The absolute cheapest pack of 25, (standard size here), smokes you can buy are something called Podium. The retail at about $6.50 a pack. For Export A, Dumaurier or Player's Filter, you pay close to $10.00 a pack. A carton of Player's Filter, (8 packs of 25 or 200 cigarettes) costs close to $70.00. If you can get to a reserve you can buy a bag right on the reserve for $20.00.

Some lucky customers can buy them through 'someone who knows someone' on the reserve for $10.00 for 200 smokes.

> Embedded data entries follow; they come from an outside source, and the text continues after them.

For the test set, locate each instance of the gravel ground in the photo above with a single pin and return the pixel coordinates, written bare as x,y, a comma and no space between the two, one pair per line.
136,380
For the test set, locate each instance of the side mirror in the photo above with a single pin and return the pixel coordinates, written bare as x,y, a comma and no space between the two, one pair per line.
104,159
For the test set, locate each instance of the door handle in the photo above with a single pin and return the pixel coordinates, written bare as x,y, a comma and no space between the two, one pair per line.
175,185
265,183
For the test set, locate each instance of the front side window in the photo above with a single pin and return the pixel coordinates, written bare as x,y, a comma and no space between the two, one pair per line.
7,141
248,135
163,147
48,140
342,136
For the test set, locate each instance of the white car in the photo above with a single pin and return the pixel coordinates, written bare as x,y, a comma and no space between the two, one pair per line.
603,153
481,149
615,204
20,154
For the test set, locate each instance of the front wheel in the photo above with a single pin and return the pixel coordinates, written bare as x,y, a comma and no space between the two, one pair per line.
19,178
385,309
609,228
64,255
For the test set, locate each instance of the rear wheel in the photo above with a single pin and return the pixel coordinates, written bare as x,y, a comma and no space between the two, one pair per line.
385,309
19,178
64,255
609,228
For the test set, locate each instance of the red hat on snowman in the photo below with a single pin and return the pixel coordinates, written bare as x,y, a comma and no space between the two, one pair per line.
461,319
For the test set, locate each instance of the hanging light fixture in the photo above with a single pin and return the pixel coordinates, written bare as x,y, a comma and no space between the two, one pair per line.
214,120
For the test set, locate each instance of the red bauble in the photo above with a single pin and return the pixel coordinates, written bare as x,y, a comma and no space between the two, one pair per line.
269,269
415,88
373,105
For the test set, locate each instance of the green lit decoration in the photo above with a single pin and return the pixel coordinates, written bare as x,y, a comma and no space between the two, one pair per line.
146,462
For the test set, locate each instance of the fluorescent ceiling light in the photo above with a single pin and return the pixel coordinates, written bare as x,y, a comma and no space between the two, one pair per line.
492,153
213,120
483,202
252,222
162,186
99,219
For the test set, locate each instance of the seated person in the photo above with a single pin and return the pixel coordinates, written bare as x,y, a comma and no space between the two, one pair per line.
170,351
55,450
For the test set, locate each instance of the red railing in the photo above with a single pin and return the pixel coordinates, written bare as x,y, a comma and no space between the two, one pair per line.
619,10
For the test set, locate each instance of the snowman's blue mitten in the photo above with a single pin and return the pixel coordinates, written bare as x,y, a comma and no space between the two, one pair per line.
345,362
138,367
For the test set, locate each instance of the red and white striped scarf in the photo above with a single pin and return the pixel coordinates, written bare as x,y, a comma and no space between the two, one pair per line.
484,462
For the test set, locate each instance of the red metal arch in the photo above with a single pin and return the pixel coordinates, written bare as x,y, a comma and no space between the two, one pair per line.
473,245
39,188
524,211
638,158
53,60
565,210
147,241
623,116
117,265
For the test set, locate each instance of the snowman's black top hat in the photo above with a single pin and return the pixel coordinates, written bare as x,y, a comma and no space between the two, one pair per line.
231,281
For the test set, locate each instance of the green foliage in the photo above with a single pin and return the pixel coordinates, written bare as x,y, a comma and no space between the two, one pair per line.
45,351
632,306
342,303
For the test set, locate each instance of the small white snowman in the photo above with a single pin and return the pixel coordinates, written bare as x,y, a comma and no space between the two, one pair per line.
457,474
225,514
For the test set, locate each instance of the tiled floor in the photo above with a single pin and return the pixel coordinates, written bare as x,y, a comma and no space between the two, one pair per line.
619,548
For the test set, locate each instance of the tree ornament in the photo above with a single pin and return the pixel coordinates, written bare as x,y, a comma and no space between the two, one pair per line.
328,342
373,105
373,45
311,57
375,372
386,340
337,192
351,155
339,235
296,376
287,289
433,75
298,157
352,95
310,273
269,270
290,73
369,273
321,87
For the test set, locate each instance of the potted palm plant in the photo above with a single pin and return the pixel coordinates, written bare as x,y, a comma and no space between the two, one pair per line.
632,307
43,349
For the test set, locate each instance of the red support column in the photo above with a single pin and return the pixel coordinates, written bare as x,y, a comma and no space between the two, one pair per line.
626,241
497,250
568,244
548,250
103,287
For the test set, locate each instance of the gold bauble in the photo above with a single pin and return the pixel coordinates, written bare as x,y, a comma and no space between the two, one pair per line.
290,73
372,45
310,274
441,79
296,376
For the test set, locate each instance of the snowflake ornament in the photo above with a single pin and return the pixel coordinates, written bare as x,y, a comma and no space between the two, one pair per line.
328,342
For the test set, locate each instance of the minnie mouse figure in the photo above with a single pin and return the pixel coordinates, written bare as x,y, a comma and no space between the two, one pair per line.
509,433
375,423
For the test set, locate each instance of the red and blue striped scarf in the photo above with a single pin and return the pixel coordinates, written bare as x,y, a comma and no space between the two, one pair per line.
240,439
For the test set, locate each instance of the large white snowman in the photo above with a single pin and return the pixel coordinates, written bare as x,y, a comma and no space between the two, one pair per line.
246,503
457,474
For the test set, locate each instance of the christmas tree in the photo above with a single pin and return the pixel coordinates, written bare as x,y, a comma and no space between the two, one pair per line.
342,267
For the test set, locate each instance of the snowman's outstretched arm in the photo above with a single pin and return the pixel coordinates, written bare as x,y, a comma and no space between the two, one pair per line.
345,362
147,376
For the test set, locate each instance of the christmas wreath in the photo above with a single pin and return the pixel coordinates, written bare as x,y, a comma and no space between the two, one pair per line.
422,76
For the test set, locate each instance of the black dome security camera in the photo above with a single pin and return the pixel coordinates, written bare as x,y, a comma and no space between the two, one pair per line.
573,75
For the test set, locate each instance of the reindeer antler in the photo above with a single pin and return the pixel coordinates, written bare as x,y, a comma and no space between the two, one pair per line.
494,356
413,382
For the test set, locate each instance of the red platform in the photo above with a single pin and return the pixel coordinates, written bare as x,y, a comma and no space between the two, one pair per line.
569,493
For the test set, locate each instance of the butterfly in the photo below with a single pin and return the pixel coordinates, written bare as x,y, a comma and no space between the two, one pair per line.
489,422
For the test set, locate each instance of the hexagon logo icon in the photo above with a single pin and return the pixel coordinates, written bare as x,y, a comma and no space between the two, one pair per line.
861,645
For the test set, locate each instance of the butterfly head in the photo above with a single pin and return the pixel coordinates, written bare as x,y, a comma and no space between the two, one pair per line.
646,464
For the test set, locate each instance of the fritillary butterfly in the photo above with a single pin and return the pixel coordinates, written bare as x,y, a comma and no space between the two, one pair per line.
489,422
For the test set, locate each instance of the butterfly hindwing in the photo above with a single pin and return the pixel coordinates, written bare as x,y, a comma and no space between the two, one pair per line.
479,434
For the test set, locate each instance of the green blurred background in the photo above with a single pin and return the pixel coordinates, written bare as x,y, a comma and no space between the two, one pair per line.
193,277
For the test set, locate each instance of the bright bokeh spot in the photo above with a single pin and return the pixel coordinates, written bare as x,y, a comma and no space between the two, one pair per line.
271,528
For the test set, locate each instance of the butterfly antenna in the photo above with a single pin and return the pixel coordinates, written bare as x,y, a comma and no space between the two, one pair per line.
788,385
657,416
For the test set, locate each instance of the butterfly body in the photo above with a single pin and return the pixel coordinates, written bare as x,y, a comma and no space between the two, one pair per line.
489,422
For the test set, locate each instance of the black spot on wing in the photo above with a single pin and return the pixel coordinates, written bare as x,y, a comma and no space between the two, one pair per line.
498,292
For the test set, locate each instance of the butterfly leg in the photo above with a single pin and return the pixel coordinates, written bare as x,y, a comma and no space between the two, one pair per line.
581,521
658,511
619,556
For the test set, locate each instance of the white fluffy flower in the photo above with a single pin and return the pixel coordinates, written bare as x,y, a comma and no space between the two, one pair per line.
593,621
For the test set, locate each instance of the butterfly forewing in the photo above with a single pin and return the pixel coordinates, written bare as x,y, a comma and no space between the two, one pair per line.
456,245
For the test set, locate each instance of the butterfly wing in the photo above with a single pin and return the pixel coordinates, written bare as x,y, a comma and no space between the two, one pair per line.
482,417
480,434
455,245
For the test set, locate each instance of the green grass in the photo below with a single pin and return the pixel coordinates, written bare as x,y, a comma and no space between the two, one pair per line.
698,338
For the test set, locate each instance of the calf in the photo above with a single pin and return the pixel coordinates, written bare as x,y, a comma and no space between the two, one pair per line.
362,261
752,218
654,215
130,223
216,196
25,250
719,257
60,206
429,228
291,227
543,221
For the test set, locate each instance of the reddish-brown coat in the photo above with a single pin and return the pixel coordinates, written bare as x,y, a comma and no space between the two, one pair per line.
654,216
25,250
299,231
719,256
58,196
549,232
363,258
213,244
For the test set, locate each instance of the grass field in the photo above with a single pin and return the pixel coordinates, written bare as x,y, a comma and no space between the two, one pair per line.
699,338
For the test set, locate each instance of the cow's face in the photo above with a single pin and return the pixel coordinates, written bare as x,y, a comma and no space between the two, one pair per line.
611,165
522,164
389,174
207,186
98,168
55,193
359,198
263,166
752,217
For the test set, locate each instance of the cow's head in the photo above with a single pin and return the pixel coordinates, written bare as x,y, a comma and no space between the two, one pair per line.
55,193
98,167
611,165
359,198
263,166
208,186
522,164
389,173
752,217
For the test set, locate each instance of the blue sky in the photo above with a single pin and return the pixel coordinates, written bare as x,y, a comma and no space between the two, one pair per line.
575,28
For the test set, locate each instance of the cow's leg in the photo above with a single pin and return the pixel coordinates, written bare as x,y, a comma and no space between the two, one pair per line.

THAT is what's killing cigarette based revenue in ALL stores right now.

Mama Alanna
12-15-2008, 10:57 PM
:eek: $6.50 per pack, and say a pack a day habit. Times 365 = $2372.5 That's a hell of a lot of money to stick in your face and set on fire.

12-15-2008, 11:46 PM
And that's the CHEAPEST legal cigarette you can buy. The average pack probably runs about $8.00. At that price a pack a day smoker will pay close to $3,000 over the course of a year. About $2,500 of that, if the $10.00 a carton 'in the know' discount price reflects true cost & a slight profit, is tax.

12-16-2008, 07:32 AM
And the prices Sue is giving is for Ontario only. When we left BC in 98, a carton was well over $50.00, while in Ontario it was about $20. I believe a carton in BC is now hovering around $100, for 200 cigarettes.

With the stores...what I don't get is this. My closest Mac's had, for years, a manager, and the same staff, being paid minimum wage. Probably about 5 of them, besides the manager. About 8 months ago, suddenly this young Indian couple is there night and day, with the father of one of them there at night (for company? security?). There had been a sign up looking for operators, but for all stores, not just that one. So. If Mac's made money paying about 6 employees, and all the related expenses, how is it that store operators make so little. They would take draws, not be on payroll. The trucks are all the same rolling in, so I would imagine the costs for the goods would still be the same.